20 May 2009

The “Three D’s” in Obama’s Policies: What is Missing?

Through Obama’s first 100 days in office, the administration has repeatedly called for the “three D’s”; Defense, Development, and Diplomacy, as a framework for implementing U.S. national security strategy. In his Defense efforts, the President has stressed the need to re-deploy American troops to Afghanistan to effectively combat the resurgent Taliban. In the realm of Development, the administration has promoted international development aid as a means of ameliorating the global economic crisis and to combat poverty in the developing world. In the area of Diplomacy, Obama has made efforts to engage with regional adversaries, such as Iran and Syria, with the hopes that incentivized diplomacy will advance prospects for peace in the Middle East. What seems to be conspicuously absent from Obama’s oratory however, is Democracy. Whereas the previous administration made promotion of democracy a key pillar in their foreign policy agenda, Obama seems to have eschewed this term from his rhetoric.
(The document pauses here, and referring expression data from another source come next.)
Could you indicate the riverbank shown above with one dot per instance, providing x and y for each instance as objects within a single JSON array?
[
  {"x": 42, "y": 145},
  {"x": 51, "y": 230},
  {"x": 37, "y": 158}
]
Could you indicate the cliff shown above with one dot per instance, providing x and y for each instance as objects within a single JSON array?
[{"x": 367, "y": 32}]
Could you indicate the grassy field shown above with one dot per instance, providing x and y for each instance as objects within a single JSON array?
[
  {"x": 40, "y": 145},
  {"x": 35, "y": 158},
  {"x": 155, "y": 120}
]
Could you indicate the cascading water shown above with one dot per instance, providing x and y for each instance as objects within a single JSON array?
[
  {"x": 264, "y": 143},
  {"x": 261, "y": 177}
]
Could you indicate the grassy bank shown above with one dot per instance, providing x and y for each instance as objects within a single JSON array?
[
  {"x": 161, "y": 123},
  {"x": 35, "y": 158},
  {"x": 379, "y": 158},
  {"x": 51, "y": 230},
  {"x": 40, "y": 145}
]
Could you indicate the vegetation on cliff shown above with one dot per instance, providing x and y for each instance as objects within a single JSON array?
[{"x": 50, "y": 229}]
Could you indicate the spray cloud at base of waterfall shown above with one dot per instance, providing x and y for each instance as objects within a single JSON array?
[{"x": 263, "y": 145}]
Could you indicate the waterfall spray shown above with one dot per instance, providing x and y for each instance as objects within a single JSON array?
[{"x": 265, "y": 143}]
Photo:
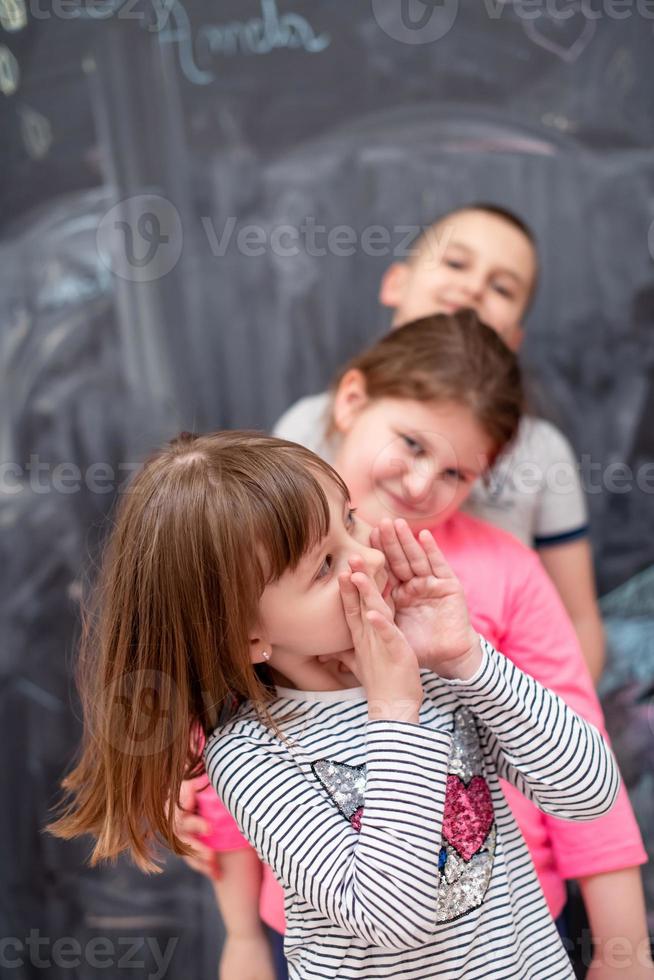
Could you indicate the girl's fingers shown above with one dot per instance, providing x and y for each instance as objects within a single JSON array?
[
  {"x": 370, "y": 595},
  {"x": 388, "y": 632},
  {"x": 351, "y": 604},
  {"x": 413, "y": 550},
  {"x": 375, "y": 539},
  {"x": 393, "y": 550},
  {"x": 435, "y": 556}
]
It remains to be seen whether democracy promotion is part and parcel of the “Three D’s” policy framework in particular development one, or whether democracy is simply the end goal of what his policy framework is aiming to achieve?
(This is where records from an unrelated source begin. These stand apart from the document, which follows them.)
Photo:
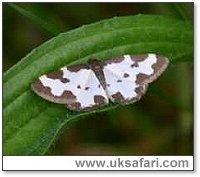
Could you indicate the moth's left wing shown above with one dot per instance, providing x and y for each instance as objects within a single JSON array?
[
  {"x": 127, "y": 77},
  {"x": 76, "y": 86}
]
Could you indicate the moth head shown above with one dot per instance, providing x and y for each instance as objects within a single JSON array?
[{"x": 95, "y": 64}]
The strategy which employs the “Three D’s” framework is the so-called “smart power” approach, referenced time and again by President Obama and Secretary Clinton. This strategy has been defined as the ability to use “soft power” combined with “hard power” in order to achieve the desired policy goals. Over the administration’s first few months in office, President Obama and his deputies have been laying the groundwork for diplomatic engagement in the Middle East, and promoting development initiatives which support both “top-down” aid (assistance to governments of emerging democracies), as well as “bottom-up’ aid (supporting civic grassroots efforts) in the developing world. Additionally, the administration is re-calibrating defense strategies by cutting spending on conventional warfare programs, moving in favor of counterinsurgency and unconventional programs, such as building social science expertise within the Department of Defense (DoD). It remains to be seen however, whether will such step can be consider as advocacy for democracy? From President Bush’s “Freedom Agenda”, going back to Jimmy Carter’s “values-based” democracy promotion, each of Obama’s predecessors has made Democracy a key pillar in their foreign policy agendas. To this point, President Obama has yet to elaborate where exactly democracy fits into his overall scheme. Speaking during the presidential campaign, Obama stated that “obviously we should be promoting democracy everywhere we can”, but that democracy is not simply gauged by “whether people are going to the ballot box.” Obama further elaborated that building civil society is of utmost importance in order to support the foundation of well-functioning societies. It is unclear though whether civil society is viewed as a prerequisite for democratic growth, or if he believes both can grow concurrently.

In the Middle East, it appears the political and security landscape could potentially change a great deal over the coming year. If there are negative outcomes vis-à-vis U.S. interests in the region, President Obama will be forced to further articulate and defend his “Three D’s” framework for the region. He will be forced to explain where exactly Democracy fits into the equation. His answer to this question will have a major impact on the image of the U.S. in the region, and around the world.